By Jennifer Weatherhead
Thinking about purchasing an at-home microdermabrasion kit? Here’s what you need to know before you scrub away.
Take a look at any celebrities and you’ll find perfectly glowing, youthful skin-no matter what their age. How do they do it? Well most are lucky enough to be able to treat themselves to regular skin-care treatments, and microdermabrasion is one of the most popular techniques. It’s thorough enough to remove layers of the skin, yet gentle enough to involve no downtime afterwards.
With Neutrogena spokesmodel Kelly Preston singing the praises of at home kits, they certainly seem worth a try. But first, follow our list of dos and don’ts for these DIY kits so you’re not left red in the face.

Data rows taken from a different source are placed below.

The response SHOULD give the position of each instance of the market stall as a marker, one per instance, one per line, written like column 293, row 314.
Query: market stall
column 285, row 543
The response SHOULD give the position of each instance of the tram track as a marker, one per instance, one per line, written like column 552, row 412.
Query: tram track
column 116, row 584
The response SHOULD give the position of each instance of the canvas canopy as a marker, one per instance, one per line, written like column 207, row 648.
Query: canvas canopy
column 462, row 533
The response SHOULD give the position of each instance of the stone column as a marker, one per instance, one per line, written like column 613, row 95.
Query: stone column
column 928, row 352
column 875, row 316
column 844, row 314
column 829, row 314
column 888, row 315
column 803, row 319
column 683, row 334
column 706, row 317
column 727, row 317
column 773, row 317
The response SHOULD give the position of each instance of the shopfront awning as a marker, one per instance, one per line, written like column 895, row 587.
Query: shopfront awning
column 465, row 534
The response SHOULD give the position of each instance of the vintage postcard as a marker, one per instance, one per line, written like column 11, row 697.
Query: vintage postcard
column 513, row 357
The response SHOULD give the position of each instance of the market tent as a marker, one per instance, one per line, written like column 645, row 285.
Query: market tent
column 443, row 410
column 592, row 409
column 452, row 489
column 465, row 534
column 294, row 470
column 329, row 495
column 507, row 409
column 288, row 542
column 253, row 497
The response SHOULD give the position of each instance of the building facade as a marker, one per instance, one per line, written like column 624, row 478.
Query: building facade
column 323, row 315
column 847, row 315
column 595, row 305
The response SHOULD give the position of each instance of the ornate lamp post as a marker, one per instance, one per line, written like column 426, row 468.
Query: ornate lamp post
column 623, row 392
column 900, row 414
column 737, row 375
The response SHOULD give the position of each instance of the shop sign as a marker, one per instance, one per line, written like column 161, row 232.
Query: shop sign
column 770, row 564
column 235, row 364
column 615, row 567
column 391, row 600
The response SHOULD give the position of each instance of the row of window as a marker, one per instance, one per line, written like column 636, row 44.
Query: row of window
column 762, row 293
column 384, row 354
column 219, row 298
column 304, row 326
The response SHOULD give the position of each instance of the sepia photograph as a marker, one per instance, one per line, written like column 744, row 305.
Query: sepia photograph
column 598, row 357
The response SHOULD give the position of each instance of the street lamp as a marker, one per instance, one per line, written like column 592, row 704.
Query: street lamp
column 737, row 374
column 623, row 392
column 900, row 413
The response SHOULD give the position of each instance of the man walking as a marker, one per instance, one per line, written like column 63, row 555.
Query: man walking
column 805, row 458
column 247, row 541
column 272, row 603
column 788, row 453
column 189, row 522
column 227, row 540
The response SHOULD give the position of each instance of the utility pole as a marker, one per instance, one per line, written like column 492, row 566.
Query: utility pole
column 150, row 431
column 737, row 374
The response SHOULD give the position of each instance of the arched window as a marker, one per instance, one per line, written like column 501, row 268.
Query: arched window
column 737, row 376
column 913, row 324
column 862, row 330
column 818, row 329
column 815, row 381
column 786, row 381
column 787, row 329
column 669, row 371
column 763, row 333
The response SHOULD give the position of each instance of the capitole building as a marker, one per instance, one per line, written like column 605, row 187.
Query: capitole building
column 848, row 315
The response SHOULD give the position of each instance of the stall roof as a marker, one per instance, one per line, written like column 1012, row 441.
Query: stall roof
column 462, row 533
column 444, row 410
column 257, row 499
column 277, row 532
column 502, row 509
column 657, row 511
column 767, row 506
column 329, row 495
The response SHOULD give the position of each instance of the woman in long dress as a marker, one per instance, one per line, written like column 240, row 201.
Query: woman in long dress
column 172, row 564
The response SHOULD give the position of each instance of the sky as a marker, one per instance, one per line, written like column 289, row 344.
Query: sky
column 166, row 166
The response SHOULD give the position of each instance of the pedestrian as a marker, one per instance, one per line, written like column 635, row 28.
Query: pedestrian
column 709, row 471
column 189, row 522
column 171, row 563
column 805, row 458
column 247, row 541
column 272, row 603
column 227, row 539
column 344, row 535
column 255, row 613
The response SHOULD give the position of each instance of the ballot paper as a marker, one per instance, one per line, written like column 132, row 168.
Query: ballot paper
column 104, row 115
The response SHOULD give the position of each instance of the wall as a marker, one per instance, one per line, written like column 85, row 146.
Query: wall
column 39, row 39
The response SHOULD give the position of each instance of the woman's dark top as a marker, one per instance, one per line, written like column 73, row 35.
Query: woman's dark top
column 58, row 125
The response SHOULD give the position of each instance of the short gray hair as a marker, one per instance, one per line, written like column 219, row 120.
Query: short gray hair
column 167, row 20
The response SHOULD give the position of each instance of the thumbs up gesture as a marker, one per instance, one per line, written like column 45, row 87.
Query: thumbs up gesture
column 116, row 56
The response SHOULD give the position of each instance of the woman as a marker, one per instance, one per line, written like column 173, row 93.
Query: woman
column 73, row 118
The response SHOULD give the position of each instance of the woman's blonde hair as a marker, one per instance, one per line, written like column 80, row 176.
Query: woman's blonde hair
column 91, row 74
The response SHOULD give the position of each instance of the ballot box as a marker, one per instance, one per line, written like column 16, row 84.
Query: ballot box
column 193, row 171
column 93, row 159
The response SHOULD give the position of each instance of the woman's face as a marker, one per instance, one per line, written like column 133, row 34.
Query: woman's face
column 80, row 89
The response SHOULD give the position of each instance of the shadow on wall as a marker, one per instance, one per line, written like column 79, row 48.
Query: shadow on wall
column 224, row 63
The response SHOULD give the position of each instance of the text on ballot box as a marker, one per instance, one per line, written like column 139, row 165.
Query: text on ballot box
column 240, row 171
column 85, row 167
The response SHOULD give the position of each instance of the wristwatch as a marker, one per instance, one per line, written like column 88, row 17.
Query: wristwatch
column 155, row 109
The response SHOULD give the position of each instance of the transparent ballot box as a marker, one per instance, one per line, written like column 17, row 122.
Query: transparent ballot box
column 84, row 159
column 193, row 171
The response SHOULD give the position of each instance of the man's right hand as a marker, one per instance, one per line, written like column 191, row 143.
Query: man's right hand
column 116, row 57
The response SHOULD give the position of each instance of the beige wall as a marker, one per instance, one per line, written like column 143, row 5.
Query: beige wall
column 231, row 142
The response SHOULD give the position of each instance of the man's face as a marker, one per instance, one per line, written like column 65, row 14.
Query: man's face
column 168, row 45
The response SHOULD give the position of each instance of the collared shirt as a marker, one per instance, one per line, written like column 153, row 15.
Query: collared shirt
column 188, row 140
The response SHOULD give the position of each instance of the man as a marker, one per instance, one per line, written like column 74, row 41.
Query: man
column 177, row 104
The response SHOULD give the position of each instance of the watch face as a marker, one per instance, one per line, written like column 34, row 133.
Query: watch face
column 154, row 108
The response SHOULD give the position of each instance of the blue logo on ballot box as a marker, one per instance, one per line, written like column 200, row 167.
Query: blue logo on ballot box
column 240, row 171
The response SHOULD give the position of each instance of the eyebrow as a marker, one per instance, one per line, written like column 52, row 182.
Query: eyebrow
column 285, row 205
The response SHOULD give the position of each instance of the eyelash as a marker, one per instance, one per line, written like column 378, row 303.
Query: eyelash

A ‘lite’ version of the more extreme dermabrasion, microdermabrasion sloughs off dead skin cells on your face by using a polishing system of cream and microsized scrubbers (diamonds and crystals). Used in a circular motion, the micro-scrubbers buff away the dead cells, revealing new, younger looking skin and giving a rosy glow. Celebs such as Dita von Tesse (who has said she loves the way it makes her “skin look and feel afterwards”), Madonna and Gwyneth Paltrow use it for their famously flawless faces.
What are the pluses and minuses of an at-home kit versus a professional treatment? A dermatologist’s office or a specialist spa will be able to give you a more customized treatment, whereas an at-home kit purchased at the drugstore or the beauty counter isn’t tailored to a specific skin type. Also, microdermabrasion at a dermatologist’s office can give you something a DIY kit can’t-suction. “This is a key difference,” explains Dr. Lisa Kellett of DLK on Avenue Dermatology in Toronto. “The suction will lift the dead skin away after it has been buffed. This results in cleaner, fresher skin, whereas with an at-home kit, the dead skin is buffed away, but not completely removed.” That said, there are some decent at-home offerings available.
For Sensitive Skin
Use a mild, soothing cleanser, such as Cetaphil or Spectro Jel. A gentle cleanser will bring moisture back into the skin and leave a cooling effect to help distressed skin. Also use an oil-free, cooling moisturizer to help calm irritated skin. Visit a dermatologist. They can offer some soothing treatments (and medication if needed) in-office and help you understand why your skin has reacted the way it has. Don’t use the microdermabrasion kit again and stay clear of exfoliating until the skin condition improves.
Know your skin. Dr. Lisa Kellett of DLK on Avenue Dermatology recommends seeing a dermatologist before purchasing an at-home kit from the cosmetics counter.
Get over-zealous. Scrubbing to try to get rid of acne of dull skin could really leave you red in the face. “You can strip your skin of its natural oils,” says Cohen.